There are a lot of companies that will profess how well you will rank, yet they do not rank themselves. They may tell you how important content is, but not blog for themselves. There are a lot of companies that will tout the value of their social media services, yet have stale profiles themselves.
Sometimes the response from those who aren’t drinking their own Kool-Aid is, “A cobbler’s children will have the worst shoes” or “The maids house is the messiest” or “We’re the last to eat”.

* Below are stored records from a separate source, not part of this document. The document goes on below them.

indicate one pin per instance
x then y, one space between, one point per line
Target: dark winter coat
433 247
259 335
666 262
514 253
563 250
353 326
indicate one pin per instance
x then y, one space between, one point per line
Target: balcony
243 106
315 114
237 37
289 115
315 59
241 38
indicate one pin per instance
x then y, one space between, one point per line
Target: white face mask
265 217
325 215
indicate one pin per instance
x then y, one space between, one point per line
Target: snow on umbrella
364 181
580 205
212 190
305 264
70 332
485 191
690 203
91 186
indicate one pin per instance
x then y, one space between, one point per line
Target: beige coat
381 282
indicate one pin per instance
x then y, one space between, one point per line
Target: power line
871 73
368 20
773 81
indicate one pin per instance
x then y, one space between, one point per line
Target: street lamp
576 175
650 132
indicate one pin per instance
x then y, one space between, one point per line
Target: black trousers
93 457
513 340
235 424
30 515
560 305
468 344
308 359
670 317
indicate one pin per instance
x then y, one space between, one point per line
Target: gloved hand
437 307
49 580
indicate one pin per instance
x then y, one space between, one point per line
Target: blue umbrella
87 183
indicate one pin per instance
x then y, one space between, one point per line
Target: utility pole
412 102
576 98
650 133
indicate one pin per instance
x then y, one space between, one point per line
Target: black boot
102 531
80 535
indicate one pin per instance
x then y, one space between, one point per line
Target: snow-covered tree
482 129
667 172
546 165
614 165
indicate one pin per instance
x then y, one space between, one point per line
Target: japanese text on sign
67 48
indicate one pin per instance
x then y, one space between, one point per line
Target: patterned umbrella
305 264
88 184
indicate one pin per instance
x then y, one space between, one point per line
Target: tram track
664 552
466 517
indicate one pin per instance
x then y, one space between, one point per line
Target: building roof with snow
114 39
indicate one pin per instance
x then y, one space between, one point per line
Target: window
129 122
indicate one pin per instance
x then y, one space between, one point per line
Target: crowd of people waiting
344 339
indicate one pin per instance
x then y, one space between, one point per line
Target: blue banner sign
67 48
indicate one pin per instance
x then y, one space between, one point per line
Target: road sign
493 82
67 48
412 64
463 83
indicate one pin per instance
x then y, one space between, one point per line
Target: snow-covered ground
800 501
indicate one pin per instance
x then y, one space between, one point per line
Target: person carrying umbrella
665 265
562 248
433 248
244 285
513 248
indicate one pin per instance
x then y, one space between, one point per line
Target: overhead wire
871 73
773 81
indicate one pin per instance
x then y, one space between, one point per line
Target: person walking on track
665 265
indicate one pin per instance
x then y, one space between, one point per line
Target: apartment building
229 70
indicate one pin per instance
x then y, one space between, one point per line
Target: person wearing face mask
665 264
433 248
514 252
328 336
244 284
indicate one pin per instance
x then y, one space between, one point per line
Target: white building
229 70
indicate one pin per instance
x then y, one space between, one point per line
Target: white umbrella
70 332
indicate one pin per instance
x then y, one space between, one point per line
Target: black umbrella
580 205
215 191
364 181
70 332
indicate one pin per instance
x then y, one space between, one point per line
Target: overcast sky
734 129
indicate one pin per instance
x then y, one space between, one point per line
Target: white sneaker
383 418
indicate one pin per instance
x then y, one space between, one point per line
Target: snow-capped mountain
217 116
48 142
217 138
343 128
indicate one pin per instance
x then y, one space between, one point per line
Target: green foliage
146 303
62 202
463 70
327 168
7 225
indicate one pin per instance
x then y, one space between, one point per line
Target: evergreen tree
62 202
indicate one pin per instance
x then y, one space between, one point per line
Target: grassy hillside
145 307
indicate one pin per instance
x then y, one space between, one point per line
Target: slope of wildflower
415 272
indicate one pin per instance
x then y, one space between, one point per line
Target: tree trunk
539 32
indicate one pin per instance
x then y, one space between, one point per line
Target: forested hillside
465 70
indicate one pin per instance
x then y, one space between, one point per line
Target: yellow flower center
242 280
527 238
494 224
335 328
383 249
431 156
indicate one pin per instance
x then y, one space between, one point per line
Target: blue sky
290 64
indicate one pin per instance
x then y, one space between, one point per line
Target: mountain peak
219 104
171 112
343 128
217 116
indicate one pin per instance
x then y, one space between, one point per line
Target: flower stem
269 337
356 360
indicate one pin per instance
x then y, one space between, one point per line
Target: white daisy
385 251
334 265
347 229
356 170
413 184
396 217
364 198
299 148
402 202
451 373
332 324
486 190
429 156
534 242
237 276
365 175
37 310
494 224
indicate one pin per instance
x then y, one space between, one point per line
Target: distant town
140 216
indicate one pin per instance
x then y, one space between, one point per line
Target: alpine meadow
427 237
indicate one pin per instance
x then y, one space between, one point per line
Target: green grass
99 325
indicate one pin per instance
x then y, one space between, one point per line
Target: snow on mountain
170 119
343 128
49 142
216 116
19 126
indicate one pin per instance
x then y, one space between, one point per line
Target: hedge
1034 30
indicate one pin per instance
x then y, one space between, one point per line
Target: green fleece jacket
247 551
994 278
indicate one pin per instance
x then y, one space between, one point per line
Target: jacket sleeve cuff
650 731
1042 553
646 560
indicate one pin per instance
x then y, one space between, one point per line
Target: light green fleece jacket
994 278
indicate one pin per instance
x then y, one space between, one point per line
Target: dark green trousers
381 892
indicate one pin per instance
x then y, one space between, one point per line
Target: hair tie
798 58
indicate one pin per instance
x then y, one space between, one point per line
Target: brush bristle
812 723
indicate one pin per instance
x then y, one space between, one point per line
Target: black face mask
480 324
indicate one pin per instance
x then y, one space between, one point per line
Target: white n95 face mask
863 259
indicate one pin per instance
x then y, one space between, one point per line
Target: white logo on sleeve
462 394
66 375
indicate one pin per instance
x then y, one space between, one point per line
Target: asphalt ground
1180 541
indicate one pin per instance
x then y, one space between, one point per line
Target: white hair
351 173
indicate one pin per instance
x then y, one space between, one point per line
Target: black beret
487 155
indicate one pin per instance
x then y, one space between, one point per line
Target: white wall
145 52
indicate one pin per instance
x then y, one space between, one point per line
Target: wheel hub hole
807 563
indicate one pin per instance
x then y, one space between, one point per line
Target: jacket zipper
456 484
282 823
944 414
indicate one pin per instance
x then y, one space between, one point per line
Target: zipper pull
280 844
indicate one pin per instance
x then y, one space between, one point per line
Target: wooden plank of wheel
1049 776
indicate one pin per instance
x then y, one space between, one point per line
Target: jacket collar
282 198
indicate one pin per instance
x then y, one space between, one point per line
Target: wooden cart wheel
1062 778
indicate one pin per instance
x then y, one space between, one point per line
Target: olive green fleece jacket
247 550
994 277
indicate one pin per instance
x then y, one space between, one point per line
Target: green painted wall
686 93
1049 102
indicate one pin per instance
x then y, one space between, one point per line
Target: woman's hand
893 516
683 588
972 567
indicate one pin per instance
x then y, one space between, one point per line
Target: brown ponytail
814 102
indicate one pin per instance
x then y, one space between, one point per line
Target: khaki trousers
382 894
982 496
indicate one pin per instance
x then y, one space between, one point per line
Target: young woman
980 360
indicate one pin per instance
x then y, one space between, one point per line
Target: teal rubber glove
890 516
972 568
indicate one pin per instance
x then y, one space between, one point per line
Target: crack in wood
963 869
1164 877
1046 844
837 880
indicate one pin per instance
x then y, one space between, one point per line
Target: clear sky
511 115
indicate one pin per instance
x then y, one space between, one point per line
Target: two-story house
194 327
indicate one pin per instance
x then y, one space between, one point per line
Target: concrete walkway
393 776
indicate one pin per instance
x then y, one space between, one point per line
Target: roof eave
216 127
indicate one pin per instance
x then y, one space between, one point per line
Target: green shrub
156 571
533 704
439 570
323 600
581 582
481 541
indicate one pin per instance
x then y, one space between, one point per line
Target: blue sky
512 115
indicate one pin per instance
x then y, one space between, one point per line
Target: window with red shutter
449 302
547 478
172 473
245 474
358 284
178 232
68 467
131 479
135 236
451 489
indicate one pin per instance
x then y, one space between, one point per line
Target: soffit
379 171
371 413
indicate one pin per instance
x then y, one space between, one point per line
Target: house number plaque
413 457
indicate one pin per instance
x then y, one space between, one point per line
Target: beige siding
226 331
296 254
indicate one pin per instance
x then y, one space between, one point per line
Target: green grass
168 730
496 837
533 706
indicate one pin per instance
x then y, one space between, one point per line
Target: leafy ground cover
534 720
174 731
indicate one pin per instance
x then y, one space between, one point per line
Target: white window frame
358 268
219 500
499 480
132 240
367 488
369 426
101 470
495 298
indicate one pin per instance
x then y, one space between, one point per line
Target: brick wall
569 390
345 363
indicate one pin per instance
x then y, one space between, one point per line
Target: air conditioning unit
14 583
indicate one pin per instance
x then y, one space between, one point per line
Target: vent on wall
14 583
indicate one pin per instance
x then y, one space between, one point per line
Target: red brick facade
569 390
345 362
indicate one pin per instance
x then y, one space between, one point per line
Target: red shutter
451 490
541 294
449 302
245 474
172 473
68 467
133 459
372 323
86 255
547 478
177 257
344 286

That may be true, but often that’s simply an indication that from an execution standpoint, they are strained. We recommend NOT hiring the fat personal trainer.
Can you give me a few names of competitors that you think do quality work?
Any good sales rep that believes in his or her own company and is worthy of your trust will offer up the names of other companies and understand your need to ensure you avail yourself of all the options to make an informed choice. Of course, he or she will hope that your findings will lead you back to them. If there is trepidation or objection to offering up names then there is likely a reason for it worth digging into.
If you’re interviewing a few different internet marketing firms and in asking this question you start to hear some common names being thrown out, you’ll have an idea as to whom else to consider, or which of the firms you have checked out has the respect of its competition.
As mentioned, the scenarios and questions are limitless, but these are a few good questions to ask. Remember, it’s more than just the answer, it’s also about how the answers are formed. You need someone you can trust that comes from a company you can trust.